Wednesday, 21 October 2015

Utopia

Cultural Impact
Utopia

"At the core of Modernism lay the idea that the world had to be fundamentally rethought" (Modernism: Searching for Utopia, V&A ).   http://www.vam.ac.uk/content/articles/m/modernism/


Utopia is the idea that a society can possess highly desirable or near perfect qualities.  Modernism was not so much a style of design but a collection of ideas whereby designers believed that technology and art could be
used to create a better world and social improvement. The end of WWI led to these new utopian ideas.  
There were different steams of utopian views including Communist utopia, Social utopia, Spiritual Utopia, Dionysian utopia and Rational utopia. 

Communist utopia relates to the Russian Revolution of 1917 and the art that became part of everyday life.  Artists and achitects designed new types of buildings and innovative propaganda, sometimes referred to as constructivism.  Constructivism was not so much about decoration but functionalism and organisation.

At the heart of Social utopia was the idea that the machine and industry was a way of creating equality. Some designers incorporated the spiritual aspect (The Dutch group, De Stijl) while others like the Bauhaus school, abandoned it.

Spiritual utopia was a way of thinking that abandoned sterile materialism of the modern world and found expression from the intellect and soul. German Expressionist design was a prime example of this. 

Dionysian utopia was the idea that science and technology could transform the world.  Futurism was emotional and sensual, celebrating energy, violence and dynamism of modern urban life. 

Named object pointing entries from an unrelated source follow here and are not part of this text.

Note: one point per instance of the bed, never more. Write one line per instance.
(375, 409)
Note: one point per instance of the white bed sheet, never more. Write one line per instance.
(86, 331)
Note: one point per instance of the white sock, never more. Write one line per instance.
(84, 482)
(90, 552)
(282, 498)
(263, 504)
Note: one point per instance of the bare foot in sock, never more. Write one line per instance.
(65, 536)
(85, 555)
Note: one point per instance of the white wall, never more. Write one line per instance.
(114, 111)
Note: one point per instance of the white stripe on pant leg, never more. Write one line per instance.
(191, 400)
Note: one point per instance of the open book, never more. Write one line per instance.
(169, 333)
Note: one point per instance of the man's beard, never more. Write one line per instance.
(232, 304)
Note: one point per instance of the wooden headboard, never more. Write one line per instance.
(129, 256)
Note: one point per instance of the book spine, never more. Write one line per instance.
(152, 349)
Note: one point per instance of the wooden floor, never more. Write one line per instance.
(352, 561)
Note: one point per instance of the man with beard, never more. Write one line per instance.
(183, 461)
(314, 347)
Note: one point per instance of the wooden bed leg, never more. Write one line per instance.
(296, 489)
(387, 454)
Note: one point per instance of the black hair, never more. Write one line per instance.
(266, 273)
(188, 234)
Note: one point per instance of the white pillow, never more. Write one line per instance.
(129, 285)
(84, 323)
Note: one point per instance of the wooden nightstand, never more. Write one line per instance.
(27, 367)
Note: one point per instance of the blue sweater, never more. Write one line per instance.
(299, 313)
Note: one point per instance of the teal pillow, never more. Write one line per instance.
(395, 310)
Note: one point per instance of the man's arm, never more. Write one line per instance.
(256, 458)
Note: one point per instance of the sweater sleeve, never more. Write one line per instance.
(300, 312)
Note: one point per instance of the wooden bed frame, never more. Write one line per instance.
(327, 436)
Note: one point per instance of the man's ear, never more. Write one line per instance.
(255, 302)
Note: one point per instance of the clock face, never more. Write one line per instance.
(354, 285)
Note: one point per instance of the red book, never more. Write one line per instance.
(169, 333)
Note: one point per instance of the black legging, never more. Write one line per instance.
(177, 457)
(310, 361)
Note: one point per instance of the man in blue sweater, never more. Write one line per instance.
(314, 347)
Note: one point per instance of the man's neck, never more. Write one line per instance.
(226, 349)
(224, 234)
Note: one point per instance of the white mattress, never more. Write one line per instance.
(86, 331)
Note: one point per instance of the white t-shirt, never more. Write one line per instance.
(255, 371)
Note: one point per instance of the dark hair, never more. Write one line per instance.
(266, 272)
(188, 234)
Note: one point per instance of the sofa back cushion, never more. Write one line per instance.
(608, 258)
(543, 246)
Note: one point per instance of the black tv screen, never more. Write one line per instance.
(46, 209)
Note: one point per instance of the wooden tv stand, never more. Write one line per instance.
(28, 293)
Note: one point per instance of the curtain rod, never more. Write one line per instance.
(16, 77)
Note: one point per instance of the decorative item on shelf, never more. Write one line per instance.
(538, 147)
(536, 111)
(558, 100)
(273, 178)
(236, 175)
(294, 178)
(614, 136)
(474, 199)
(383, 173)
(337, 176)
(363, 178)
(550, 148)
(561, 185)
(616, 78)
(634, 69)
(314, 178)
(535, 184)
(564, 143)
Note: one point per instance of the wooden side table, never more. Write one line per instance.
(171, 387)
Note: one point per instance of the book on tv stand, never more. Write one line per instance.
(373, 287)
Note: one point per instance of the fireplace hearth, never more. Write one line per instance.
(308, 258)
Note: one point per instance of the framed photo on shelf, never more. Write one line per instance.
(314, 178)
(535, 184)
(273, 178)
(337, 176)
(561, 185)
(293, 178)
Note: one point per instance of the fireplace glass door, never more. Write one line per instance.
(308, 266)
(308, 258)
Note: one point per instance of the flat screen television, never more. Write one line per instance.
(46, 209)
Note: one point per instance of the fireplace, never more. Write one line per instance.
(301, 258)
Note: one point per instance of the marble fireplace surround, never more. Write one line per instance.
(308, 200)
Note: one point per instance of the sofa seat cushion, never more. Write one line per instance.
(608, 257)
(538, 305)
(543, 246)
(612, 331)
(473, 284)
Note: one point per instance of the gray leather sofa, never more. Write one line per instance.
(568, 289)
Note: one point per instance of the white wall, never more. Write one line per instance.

Rational utopia had a more rational and practical approach to social change.  It held the views that mechanisation could improve daily life. 

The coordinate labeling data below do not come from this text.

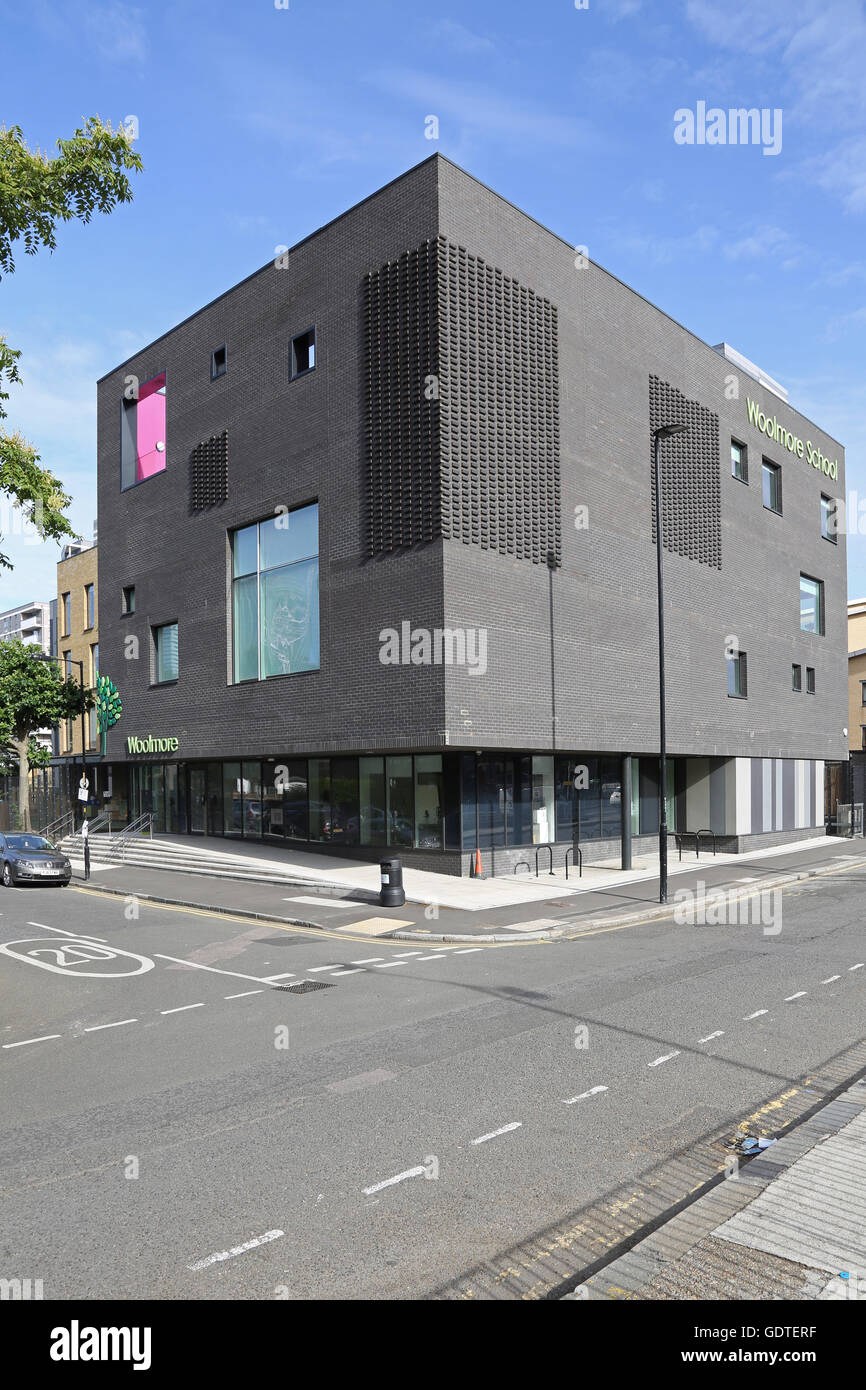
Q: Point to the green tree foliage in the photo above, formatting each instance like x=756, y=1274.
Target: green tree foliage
x=34, y=694
x=36, y=192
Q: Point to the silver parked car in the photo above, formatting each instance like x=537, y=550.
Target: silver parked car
x=28, y=858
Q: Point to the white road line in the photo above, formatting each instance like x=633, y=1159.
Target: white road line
x=327, y=902
x=237, y=1250
x=389, y=1182
x=214, y=969
x=79, y=936
x=97, y=1027
x=666, y=1058
x=505, y=1129
x=584, y=1096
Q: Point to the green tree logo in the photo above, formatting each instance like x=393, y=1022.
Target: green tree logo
x=109, y=706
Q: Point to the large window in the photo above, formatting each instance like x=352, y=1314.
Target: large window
x=772, y=485
x=829, y=519
x=143, y=432
x=166, y=652
x=275, y=595
x=811, y=605
x=737, y=685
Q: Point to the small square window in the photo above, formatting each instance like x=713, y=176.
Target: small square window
x=772, y=485
x=737, y=685
x=740, y=460
x=303, y=353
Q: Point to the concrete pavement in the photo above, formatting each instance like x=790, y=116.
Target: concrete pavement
x=439, y=1118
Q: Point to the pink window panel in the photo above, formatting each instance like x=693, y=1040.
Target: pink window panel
x=150, y=449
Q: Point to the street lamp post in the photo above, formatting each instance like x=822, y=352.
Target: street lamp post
x=66, y=662
x=658, y=434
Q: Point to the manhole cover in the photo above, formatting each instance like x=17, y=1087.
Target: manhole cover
x=303, y=987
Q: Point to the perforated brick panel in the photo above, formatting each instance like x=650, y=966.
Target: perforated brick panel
x=209, y=473
x=462, y=406
x=402, y=410
x=691, y=476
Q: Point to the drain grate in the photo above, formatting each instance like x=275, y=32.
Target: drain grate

Communist Utopia – Constructivism

The term 'construction art' was first used in 1917 to describe the work of Alexander Rodchenko.

'Dance', 1915

The movement developed from Russian Futurism after World War 1. 
Constructivist theory derived from the Institute of Artistic Culture in Moscow, from 1920–22.
The founders of this abstract art movement are considered to be Vladimir Tatlin and Alexander Rodchenko. Vladimir Tatlin was largly influenced by cubism and Pablo Picasso.

Initially the constructivists worked on three dimensional constructions but later the term was used to describe two dimensional work too.  Montage and factography were a bit part of the two dimensional work. Factography refers a series of stories created by the communist regime out of real pieces from the past, changing the facts to create a greater truth.  The Constructivists were early developers of the techniques of photomontage.

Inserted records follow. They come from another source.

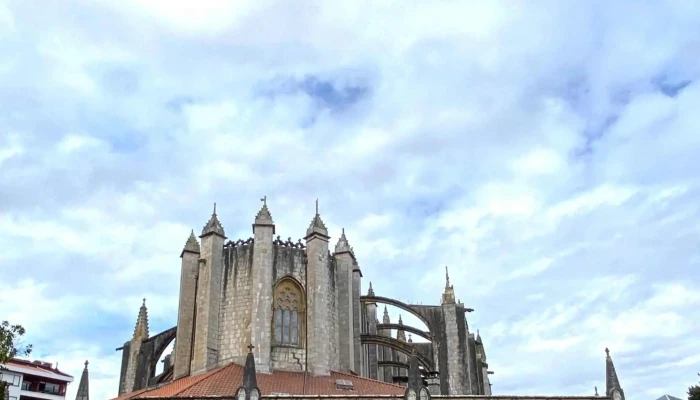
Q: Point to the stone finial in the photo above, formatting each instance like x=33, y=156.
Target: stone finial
x=249, y=389
x=84, y=385
x=141, y=329
x=192, y=245
x=612, y=383
x=415, y=379
x=213, y=226
x=343, y=245
x=317, y=225
x=448, y=296
x=264, y=217
x=400, y=333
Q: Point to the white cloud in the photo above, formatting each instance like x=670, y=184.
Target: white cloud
x=539, y=156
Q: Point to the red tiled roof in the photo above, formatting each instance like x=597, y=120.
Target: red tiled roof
x=224, y=381
x=31, y=364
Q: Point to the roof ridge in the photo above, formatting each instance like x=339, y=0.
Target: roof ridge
x=201, y=378
x=368, y=379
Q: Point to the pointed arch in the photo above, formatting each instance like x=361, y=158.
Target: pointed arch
x=289, y=313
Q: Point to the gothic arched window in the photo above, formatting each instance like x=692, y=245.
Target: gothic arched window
x=289, y=306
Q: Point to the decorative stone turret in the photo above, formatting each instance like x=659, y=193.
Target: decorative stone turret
x=206, y=333
x=416, y=389
x=400, y=333
x=249, y=389
x=448, y=297
x=612, y=383
x=344, y=264
x=189, y=274
x=141, y=329
x=84, y=385
x=213, y=226
x=262, y=282
x=318, y=278
x=133, y=348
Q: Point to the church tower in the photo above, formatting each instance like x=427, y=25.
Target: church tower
x=84, y=385
x=612, y=383
x=208, y=299
x=318, y=280
x=262, y=282
x=344, y=261
x=189, y=273
x=132, y=349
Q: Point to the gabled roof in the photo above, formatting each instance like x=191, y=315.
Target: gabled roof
x=35, y=365
x=224, y=381
x=668, y=397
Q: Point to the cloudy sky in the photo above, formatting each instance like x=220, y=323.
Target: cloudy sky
x=543, y=150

The artists worked on designs for industry and also street designs for public festivals. One example is this propaganda poster by Lazar Markovich Lissitzky called 'Beat the whites with the red wedge'.  The red wedge represents the bolsheviks defeating their opponents in the Russian civil war.



The key work of Constructivism was Vladimir Tatlin's proposal for the Monument to the Third International (Tatlin's Tower) (1919–20). Tatlin's Tower was a design for a grand monumental building by the Russian artist and architect Vladimir Tatlin, that was never built. It was planned to be erected in Petrograd after the Bolshevik Revolution of 1917,



Constructivists posters featured bright colours and geometric shapes, for example the work of the Stenberg brothers, Georgii and Vladimir Stenberg.


Poster for Dziga Vertov's The Man, Vladimir and Georgii Stenberg.

Some of the constructivists taught at the Bauhaus school in Germany.

Dionysian Utopia – Futurism

It was an artistic and socialist movement originating in Italy in early 20th century.  The artwork focused on the concepts of speed, youth, violence and technology. Its goal was to liberate Italy from its past. The founder of the movement was the Italian poet, Filippo Tommaso Marinetti.  


Giacomo Balla, Abstract Speed + Sound, 1913–1914

Many Italian Futurists supported Fascism in the hope of modernizing a country divided between the industrialising north and the rural, archaic South. Like the Fascists, the Futurists were Italian nationalists, radicals, admirers of violence, and were opposed to parliamentary democracy. After WW2 many Futurist artists had difficulty in their careers because of their association with a defeated and discredited regime.